Seen here is vasodilation with exudation that has led to an outpouring of fluid with fibrin into the
alveolar spaces, along with PMN's. The series of events in the process of inflammation are:
1.Vasodilation: leads to greater blood flow to the area of inflammation, resulting in redness and heat.

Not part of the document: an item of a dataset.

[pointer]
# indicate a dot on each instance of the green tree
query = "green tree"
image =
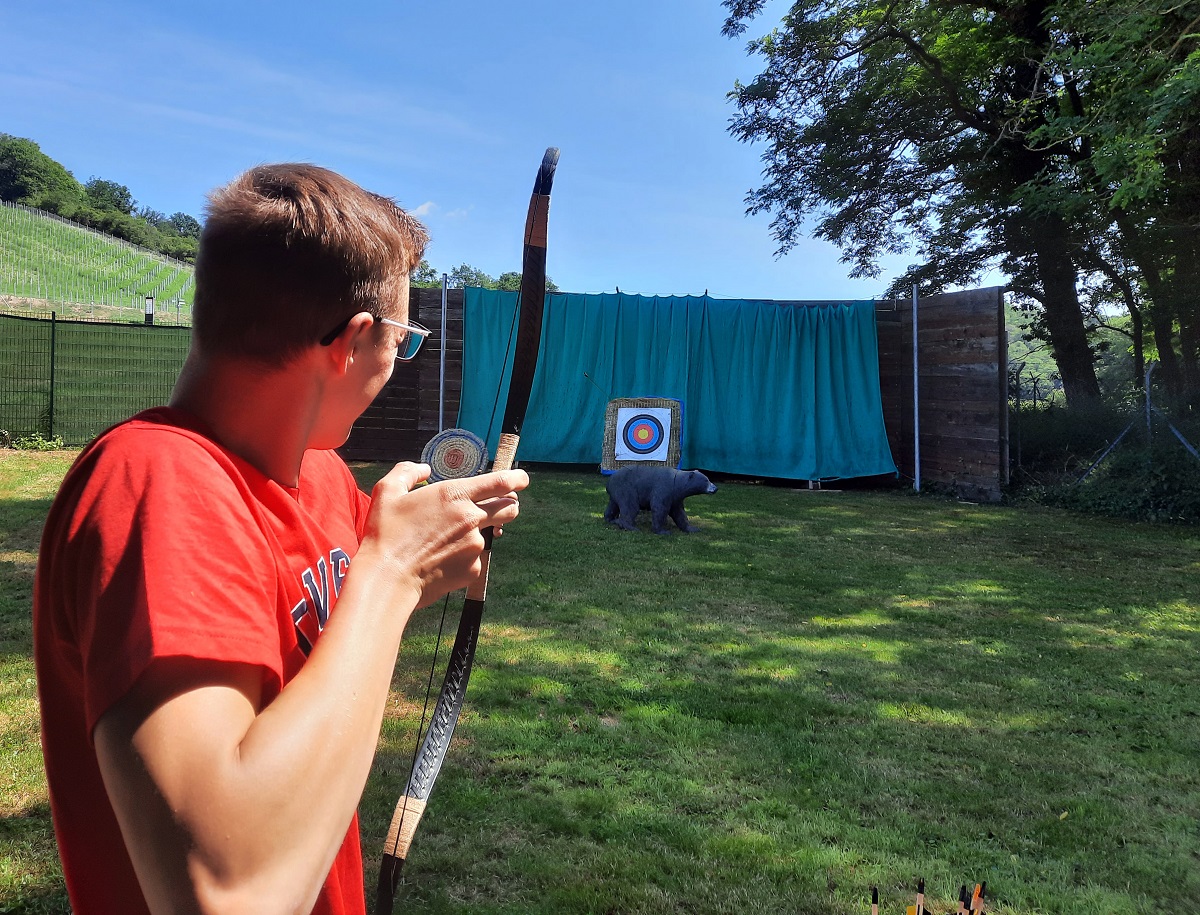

2.Vascular permeability: endothelial cells become "leaky" from either direct endothelial cell injury or
via chemical mediators.
3.Exudation: fluid, proteins, red blood cells, and white blood cells escape from the intravascular space
as a result of increased osmotic pressure extravascularly and increased hydrostatic pressure
intravascularly
4.Vascular stasis: slowing of the blood in the bloodstream with vasodilation and fluid exudation to
allow chemical mediators and inflammatory cells to collect and respond to the stimulus.
The arm at the bottom is swollen
(edematous) and reddened (erythematous)
compared to the arm at the top.
As in the preceding diagram, here PMN's that are
marginated along the dilated venule wall (arrow) are
squeezing through the basement membrane (the
process of diapedesis) and spilling out into
extravascular space.
Acute inflammation is marked by an increase in
inflammatory cells. Perhaps the simplest indicator of
acute inflammation is an increase in the white blood cell
count in the peripheal blood, here marked by an
increase in segmented neutrophils (PMN's).